Albada 211




EL PAN

(17-X-2010)


El chico era el mayor, así que no cabía duda: sería el que llevaría el cantarillo, mucho más delicado de transportar por las asas y por el mayor volumen de la pieza. La niña, que no era más que la tercera de los ocho hijos, pero de las chicas la más atrevida, rápidamente se acodó en la cadera –una dentro de la otra, forradas de papel de periódico y papel de estraza entre las bocas– las tapaderas y las dos cazuelitas que recién horneadas, brillaban al sol del patio trasero de la casa.

Aquella familia de ocho niños chicos, padre alfarero y madre joven –casi niña también– , aquella familia del pueblo castellano en la posguerra española, como muchas otras familias, llegaban al fin del día y a la cama fría con más hambre que hartazgo, aunque nunca los hijos se fueron a la escuela sin faltarles la taza de leche caliente y un buen lavado de orejas… que se podría ser pobre pero siempre había que mantener la decencia y el decoro, decía la madre cuando uno a uno revisaba a los ocho para que fueran impecables, curiosos y relimpios a la escuela, vestidos con algún que otro zurcido y con ropas heredadas, sí, pero siempre oliendo a jabón casero de espliego y bien "planchados".


Aunque a los dos les daba algo de miedo el camino, la esperanza de la propinilla de aquellos compradores ricos del pueblo vecino, les iluminaba los ojos pensando en lo que podrían comprarse si llegaba a una perra gorda para cada uno…
A mitad del camino, aquella casa solitaria llamaba la atención desde lejos. Vacía, callada como si estuviera ya hace mucho tiempo olvidada de sus dueños, era una buena excusa para descansar a la sombra.
La niña fue la primera que lo vio: allí en el primer piso, en el alfeizar de una ventana pequeña, casi ventanuco, asomaba el tesoro y la maravilla: un hermoso pan, un pan blanco, muy blanco, como esos que veían que se comían en casa de los ricos: redondo, de miga suave y esponjosa, grande, tan grande como para calmar el hambre de todo un día.


Apenas pudiendo disimular el entusiasmo, miraba el chico hacia el final del camino, miraba a las ventanas oscuras y cerradas, rodeaba la casa, no veía a nadie y no se decidía... Pero el pan, ese pan era tan blanco y tan tentador en aquella ventana de nadie… y ellos nunca habían probado un pan así…
Saltando era imposible, escalando tampoco porque la pared de la casa era tan lisa como las paredes del cántaro que llevaban a vender.
El hermano subió a la hermana sobre los hombros y ésta estiró los brazos hasta casi colgarse de la reja, pero al chico le fallaron las fuerzas y cayeron los dos al suelo.
Como debe ser verdad aquello de que la voluntad tiene más fuerza que cabeza, al tercer intento consiguió por fin la niña agarrar con las dos manos el tesoro; lanzó un grito de victoria y se tiró con él al suelo, dando un salto tal que dejó boquiabierto de admiración al hermano (aunque no le dijo nada porque, como decían sus amigos, a las hermanas pequeñas siempre hay que mantenerlas a raya, que si no terminan por mandarte en todo…)


Si la ilusión se pudiera cortar y repartir en cachitos como el pan, sin duda los dos niños hubieran sido los seres más ricos del mundo en aquel momento.
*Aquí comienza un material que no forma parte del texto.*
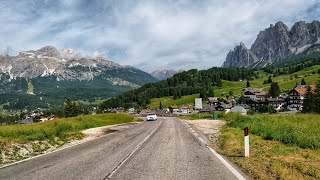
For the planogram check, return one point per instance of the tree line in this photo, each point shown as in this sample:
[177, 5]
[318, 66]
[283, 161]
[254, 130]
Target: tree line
[311, 102]
[181, 84]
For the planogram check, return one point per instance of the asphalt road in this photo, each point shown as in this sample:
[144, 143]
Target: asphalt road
[163, 149]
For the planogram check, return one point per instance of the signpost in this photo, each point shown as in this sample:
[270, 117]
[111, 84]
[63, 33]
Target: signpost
[246, 142]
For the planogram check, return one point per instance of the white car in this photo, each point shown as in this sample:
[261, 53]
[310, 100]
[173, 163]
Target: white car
[152, 117]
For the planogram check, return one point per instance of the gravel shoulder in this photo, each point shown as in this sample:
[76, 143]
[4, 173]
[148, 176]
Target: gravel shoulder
[210, 128]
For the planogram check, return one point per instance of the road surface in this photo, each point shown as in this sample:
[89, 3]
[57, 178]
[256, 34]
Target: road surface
[163, 149]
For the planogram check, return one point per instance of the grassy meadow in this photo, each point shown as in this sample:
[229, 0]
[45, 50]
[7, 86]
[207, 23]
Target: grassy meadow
[282, 146]
[21, 141]
[286, 83]
[61, 129]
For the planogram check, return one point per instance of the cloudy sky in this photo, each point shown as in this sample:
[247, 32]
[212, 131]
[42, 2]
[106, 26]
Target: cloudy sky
[148, 34]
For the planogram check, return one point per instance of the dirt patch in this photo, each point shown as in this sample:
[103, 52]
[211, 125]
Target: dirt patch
[211, 128]
[16, 152]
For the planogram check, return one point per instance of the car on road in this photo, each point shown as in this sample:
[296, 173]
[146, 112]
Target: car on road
[152, 117]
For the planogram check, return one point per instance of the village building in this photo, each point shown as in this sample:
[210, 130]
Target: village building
[276, 103]
[207, 109]
[254, 104]
[254, 94]
[185, 109]
[239, 109]
[213, 101]
[296, 96]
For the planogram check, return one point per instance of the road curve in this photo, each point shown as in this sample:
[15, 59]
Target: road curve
[163, 149]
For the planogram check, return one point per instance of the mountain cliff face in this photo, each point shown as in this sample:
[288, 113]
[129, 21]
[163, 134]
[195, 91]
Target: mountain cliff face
[163, 74]
[46, 77]
[274, 44]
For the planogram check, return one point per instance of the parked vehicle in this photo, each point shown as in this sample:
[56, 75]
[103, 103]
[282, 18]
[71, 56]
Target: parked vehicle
[152, 117]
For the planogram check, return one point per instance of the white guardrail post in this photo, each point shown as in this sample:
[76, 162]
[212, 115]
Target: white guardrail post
[246, 142]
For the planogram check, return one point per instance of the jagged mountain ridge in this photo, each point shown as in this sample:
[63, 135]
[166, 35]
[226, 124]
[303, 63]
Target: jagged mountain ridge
[45, 78]
[65, 65]
[274, 44]
[163, 74]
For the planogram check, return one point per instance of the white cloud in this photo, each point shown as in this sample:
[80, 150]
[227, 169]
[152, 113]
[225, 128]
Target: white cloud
[147, 34]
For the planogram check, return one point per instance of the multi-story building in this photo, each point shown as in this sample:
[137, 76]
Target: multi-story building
[297, 95]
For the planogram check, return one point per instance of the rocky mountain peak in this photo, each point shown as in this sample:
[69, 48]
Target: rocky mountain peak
[49, 51]
[240, 57]
[275, 43]
[163, 74]
[66, 64]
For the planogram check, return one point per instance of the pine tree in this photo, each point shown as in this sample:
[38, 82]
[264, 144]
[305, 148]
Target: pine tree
[210, 92]
[269, 80]
[203, 94]
[309, 101]
[219, 83]
[274, 90]
[317, 98]
[179, 93]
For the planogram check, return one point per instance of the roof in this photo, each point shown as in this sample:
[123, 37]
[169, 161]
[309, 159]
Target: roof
[238, 109]
[174, 107]
[185, 107]
[275, 99]
[302, 89]
[255, 91]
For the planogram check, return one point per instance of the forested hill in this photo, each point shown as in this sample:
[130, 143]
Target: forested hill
[181, 84]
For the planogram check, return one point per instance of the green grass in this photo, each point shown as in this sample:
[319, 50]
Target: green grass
[61, 129]
[286, 83]
[30, 88]
[302, 130]
[166, 101]
[269, 159]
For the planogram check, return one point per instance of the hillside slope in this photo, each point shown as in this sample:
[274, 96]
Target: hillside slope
[45, 78]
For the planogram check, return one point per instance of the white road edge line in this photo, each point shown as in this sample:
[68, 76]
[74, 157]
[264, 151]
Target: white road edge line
[59, 149]
[131, 153]
[224, 162]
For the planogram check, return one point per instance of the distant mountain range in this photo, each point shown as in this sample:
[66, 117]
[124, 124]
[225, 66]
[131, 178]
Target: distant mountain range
[46, 77]
[276, 44]
[163, 74]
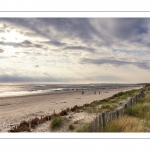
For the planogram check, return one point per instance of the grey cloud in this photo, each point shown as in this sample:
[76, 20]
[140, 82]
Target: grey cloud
[79, 48]
[24, 44]
[55, 43]
[16, 78]
[36, 66]
[1, 50]
[143, 65]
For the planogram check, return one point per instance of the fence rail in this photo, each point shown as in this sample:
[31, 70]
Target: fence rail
[102, 119]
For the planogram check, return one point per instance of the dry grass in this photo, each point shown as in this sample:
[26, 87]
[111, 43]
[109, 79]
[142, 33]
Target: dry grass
[136, 119]
[124, 124]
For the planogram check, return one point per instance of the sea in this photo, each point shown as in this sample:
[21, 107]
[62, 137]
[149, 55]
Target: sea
[23, 89]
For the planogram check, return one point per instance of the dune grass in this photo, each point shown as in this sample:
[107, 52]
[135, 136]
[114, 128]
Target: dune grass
[124, 124]
[109, 104]
[136, 118]
[57, 122]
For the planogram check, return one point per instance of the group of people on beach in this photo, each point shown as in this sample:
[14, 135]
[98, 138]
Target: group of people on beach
[94, 92]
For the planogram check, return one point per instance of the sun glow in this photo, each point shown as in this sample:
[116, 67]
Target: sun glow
[11, 36]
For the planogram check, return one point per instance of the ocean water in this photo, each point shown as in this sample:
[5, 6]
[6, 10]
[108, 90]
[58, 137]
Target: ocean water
[10, 90]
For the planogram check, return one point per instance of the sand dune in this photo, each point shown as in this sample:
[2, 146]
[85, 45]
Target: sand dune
[15, 109]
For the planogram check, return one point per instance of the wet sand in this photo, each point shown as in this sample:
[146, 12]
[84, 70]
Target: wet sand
[13, 110]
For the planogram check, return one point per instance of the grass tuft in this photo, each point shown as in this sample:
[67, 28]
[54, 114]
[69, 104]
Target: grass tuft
[57, 122]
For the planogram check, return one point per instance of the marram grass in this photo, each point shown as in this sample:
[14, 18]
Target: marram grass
[136, 118]
[124, 124]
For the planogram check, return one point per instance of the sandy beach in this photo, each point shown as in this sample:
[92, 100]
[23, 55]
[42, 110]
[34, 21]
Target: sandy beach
[13, 110]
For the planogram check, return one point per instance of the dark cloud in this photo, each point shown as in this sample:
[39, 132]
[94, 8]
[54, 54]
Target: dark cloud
[1, 50]
[24, 44]
[143, 65]
[105, 32]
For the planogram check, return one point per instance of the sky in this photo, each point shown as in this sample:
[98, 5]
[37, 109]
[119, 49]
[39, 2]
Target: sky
[75, 50]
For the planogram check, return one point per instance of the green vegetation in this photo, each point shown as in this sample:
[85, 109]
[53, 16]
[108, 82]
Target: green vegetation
[124, 124]
[71, 127]
[136, 118]
[83, 128]
[109, 104]
[57, 122]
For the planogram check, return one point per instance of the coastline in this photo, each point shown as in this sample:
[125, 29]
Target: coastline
[16, 109]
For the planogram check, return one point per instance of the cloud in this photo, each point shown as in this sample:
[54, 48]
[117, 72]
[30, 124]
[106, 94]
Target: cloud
[16, 78]
[77, 43]
[79, 48]
[1, 50]
[36, 66]
[143, 65]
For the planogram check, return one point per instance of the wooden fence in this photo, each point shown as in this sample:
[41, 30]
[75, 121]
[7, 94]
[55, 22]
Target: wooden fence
[102, 119]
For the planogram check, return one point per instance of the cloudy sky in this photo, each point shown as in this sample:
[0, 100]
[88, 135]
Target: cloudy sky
[75, 50]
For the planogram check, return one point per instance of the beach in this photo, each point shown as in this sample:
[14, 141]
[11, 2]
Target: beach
[13, 110]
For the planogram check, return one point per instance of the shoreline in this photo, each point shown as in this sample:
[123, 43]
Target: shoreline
[16, 109]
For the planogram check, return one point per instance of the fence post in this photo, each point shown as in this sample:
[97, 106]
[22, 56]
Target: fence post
[104, 119]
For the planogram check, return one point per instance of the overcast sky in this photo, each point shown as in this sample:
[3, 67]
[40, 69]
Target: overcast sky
[75, 50]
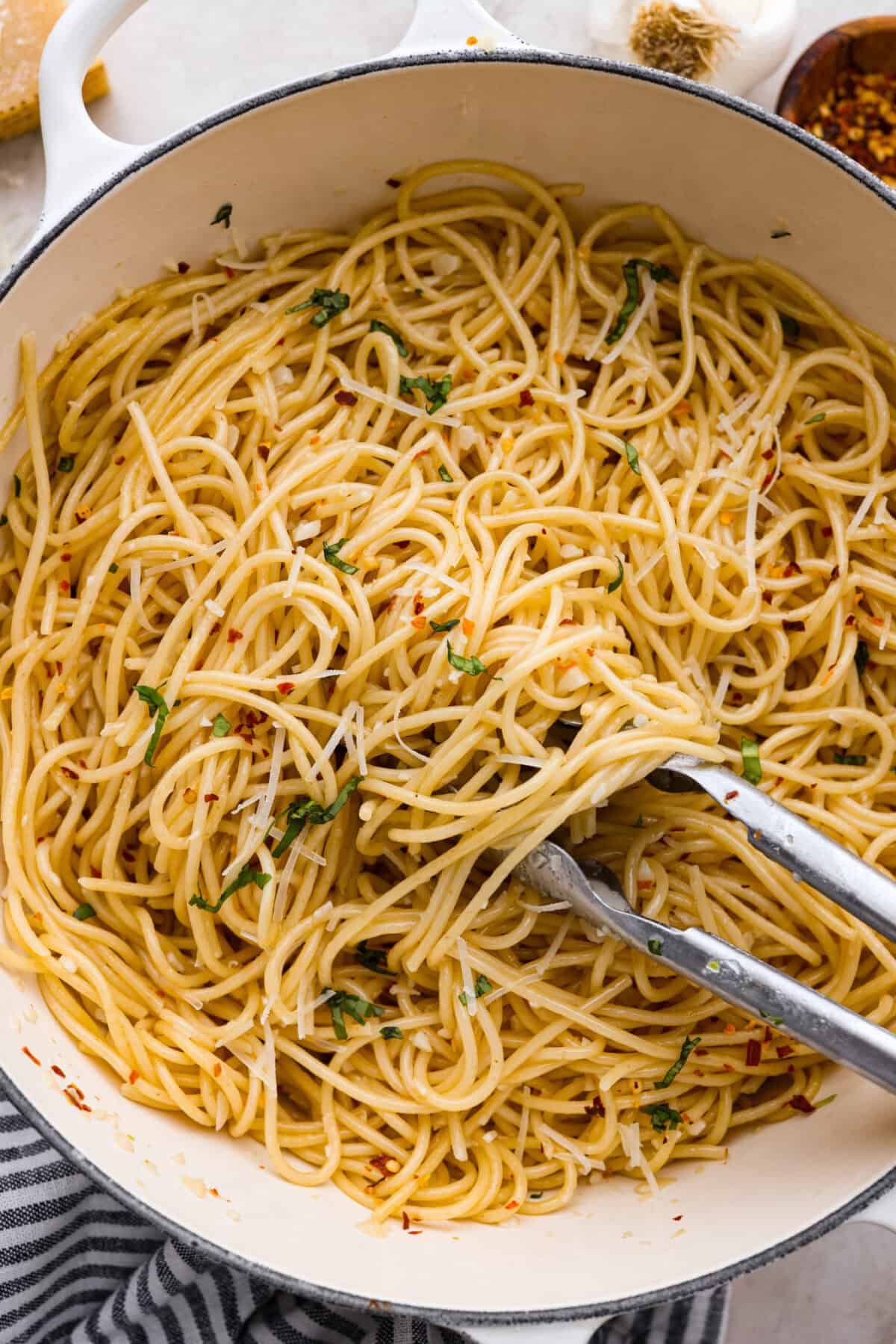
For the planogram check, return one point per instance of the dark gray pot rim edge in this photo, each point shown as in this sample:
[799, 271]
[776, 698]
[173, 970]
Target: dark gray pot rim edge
[444, 1316]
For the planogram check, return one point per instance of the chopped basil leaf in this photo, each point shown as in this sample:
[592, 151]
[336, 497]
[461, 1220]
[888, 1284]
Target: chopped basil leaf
[358, 1009]
[328, 303]
[664, 1117]
[633, 294]
[750, 760]
[307, 812]
[331, 555]
[159, 711]
[790, 327]
[473, 667]
[376, 326]
[373, 959]
[862, 656]
[435, 393]
[691, 1042]
[245, 878]
[481, 987]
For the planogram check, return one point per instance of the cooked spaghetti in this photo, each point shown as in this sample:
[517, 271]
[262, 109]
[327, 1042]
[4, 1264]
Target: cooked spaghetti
[307, 555]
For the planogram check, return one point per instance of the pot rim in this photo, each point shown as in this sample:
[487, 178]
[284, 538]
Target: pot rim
[452, 1317]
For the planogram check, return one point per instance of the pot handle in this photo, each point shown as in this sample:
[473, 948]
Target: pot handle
[449, 26]
[882, 1213]
[544, 1332]
[80, 156]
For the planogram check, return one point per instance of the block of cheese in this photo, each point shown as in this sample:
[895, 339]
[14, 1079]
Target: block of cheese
[25, 27]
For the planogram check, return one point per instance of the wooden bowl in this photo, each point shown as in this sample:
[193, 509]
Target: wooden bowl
[864, 45]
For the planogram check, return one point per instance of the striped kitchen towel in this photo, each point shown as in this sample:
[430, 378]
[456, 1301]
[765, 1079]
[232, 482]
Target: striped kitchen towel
[78, 1268]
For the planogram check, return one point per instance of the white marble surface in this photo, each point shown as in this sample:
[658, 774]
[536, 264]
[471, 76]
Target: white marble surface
[175, 61]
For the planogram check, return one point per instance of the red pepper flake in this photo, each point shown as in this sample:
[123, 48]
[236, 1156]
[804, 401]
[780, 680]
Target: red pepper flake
[75, 1096]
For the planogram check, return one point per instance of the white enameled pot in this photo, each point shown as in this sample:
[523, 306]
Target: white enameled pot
[320, 152]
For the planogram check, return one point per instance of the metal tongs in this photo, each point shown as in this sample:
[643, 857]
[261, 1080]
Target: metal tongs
[594, 893]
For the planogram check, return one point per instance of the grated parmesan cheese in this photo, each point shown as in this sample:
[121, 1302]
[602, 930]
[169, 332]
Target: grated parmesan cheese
[395, 402]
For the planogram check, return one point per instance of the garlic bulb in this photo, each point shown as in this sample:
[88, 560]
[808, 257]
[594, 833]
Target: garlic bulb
[731, 43]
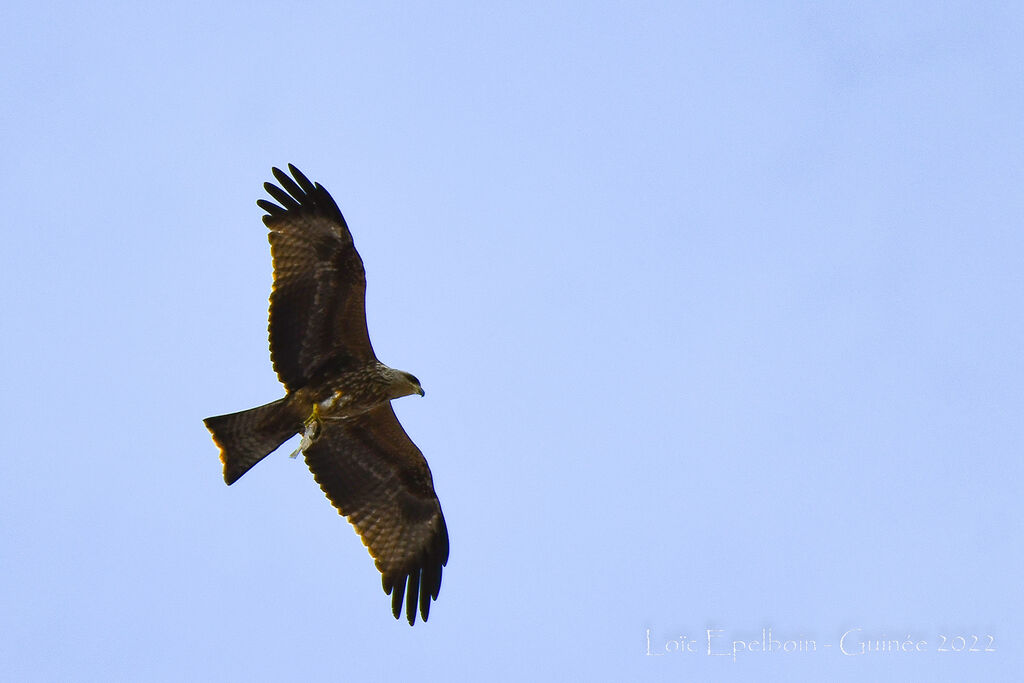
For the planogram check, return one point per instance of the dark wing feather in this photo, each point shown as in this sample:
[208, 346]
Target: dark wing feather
[376, 476]
[317, 305]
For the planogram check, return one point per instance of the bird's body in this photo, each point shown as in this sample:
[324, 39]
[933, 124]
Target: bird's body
[338, 396]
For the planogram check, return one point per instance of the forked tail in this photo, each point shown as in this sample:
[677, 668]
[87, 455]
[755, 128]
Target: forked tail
[249, 436]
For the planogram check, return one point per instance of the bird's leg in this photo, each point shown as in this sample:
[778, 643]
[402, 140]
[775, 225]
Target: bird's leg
[310, 431]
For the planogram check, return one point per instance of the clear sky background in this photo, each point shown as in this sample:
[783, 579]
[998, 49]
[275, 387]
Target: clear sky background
[717, 307]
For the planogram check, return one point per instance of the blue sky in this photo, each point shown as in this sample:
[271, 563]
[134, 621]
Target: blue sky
[717, 307]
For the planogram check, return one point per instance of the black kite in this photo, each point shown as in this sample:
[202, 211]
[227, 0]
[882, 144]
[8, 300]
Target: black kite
[338, 396]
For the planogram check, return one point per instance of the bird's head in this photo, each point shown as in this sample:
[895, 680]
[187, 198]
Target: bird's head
[408, 384]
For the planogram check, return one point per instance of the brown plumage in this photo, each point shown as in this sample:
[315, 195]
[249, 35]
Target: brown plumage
[338, 395]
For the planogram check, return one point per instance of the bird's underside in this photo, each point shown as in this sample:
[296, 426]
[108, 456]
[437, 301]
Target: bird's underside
[338, 396]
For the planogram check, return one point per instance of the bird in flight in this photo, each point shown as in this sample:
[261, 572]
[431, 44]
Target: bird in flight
[338, 395]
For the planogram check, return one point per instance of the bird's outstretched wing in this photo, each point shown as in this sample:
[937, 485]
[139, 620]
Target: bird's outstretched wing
[317, 305]
[378, 478]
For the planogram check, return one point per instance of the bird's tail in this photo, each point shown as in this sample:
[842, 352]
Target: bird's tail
[249, 436]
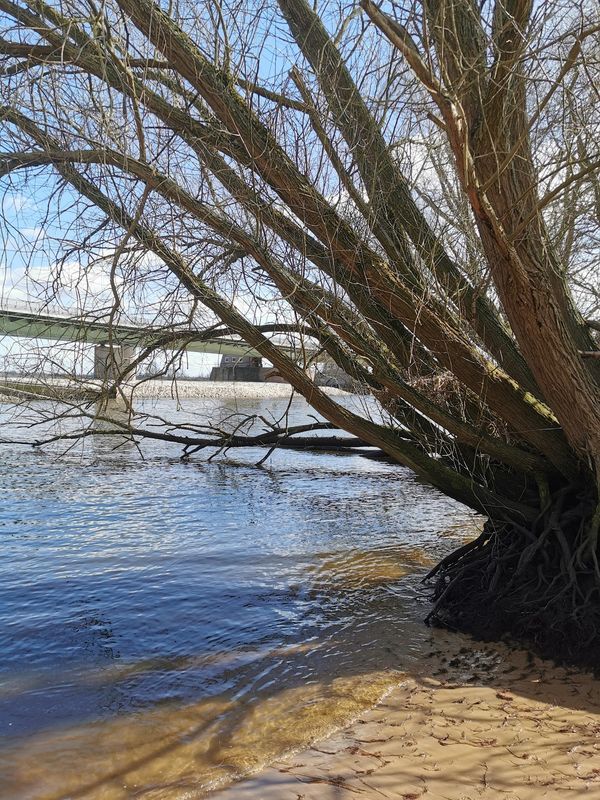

El problema fue que aquello no había manera de partirlo porque, aunque fino y blanco, era también duro como un guijarro… fino, blanco, duro e insípido como la piedra que en realidad era.
Ese imaginado pan blanco de hermosos dorados como el trigo requisado del que se hacía, ese pan de olor suave, tibio y acariciante que comían los días de fiesta los hijos de la casa grande, no era ahora para los dos críos más que un sueño, algo desabrido e insulso en comparación con su pan de cebada o de centeno, el chusco negro que compartían siempre acompañado de las risas y la algarabía infantil cada día en casa. Sin decirse nada –porque de niños, a fuerza de costumbre, nos acostumbramos pronto a las desilusiones– recogieron cántaro y pucheros y siguieron su camino.


Cuando oí aquella historia, era muy niña y no la escuchaba… llevaba yo casi ya media escalera de ventaja corriendo hacia la plaza; yo, mis trenzas y mi bocadillo de (blanco y tierno) pan con chocolate.
Eran historias viejas de niños de posguerra, de cartillas de racionamiento y advertencias de abuelas. Ahora, de mayor, cuando veo a mi madre poner el pan en medio de la mesa, en el centro de la comida familiar, recuerdo su historia y la imagino de niña repartiéndonos su pan. Pan para partir y compartir; PAN, lujo cuando falta y delicia cotidiana, tan invisible como deliciosa cuando la disfrutamos cada día.